Partiamo da dietro, partiamo da Taibi. Da settimane ormai continua a ribadire come abbia bisogno di tempo per decidere che fare, al di là del contratto. Vuole ragionare con la proprietà, sedersi a tavolo, discutere. Lo ha già fatto, ma a fine stagione, dopo essersi schiarito le idee, lo farà nuovamente e deciderà. Non è un “me ne vado”, in sostanza, ma neanche un “resto qui al 100%”. Presidente e General Manager, però, sembrano essere di diverso avviso. Gallo, infatti, più volte sollecitato sul tema, ha sempre data per certa la permanenza del DS. In conferenza stampa la prima volta e anche nell’intervista al settimanale “Forza Reggina” (“a me non ha detto che se ne vuole andare”). Dello stesso avviso il GM De Lillo, che in una chiacchierata di qualche giorno fa ai nostri microfoni ha precisato che la “certezza” è lui. Insomma, non proprio sulla stessa lunghezza d’onda, ma il post Brescia chiarirà tutto.

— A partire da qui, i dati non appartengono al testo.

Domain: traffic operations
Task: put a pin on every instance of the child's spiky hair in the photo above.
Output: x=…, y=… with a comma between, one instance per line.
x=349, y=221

Situazione medesima per ciò che concerne Stellone, ma a parti inverse. Da settimane il mister, pubblicamente, ha ammesso la sua voglia, volontà e determinazione nel continuare a Reggio, in cui si è trovato benissimo. Ha ribadito che non è un problema economico né contrattuale, che con Taibi ha definito i dettagli e che il contratto è sulla scrivania del Presidente, pronto ad essere valutato ed eventualmente firmato. Concetto confermato anche dal DS, che in alcune occasioni si è anche sbilanciato sul fatto che se ci sarà ancora lui, in panchina siederà probabilmente Stellone. Dalla proprietà, invece, non sembra trasparire – quantomeno pubblicamente – la stessa convinzione. Nelle dichiarazioni, perlomeno, perché nei fatti il lavoro del tecnico è stato apprezzatissimo. Gallo, in conferenza (ma è già passato del tempo e forse allora era presto), disse che con Stellone si era fermato a parlare solo a Terni, prima dei problemi personali e di salute con cui aveva avuto a che fare. E, nell’intervista al periodico (uscirà domani, ma la chiacchierata risale a una decina di giorni fa), non si esprime, chiosando con un “Stellone è stato molto bravo a mettere una pezza in un momento difficilissimo. Bisogna ringraziarlo per il lavoro che ha fatto”. Ed è su questo che il mister è stato punzecchiato in conferenza oggi, rivelando qualche dettaglio in più: “io non ho mai parlato col Presidente, per il contratto ho parlato con Taibi, che ha riferito. In questo momento penso ci siano altre priorità”. E poi: “i contratti si possono firmare e in un attimo annullare, a volte le cose cambiano a distanza di giorni, c’è da parlare”. La forte volontà resta, dunque, ma servirà sedersi col Presidente, anche in questo caso probabilmente a fine stagione. Tuttavia, pure in tale situazione le dichiarazioni risultano essere contrastanti. Il tempo però stringe, nel frattempo, e ha già insegnato che può fare brutti scherzi.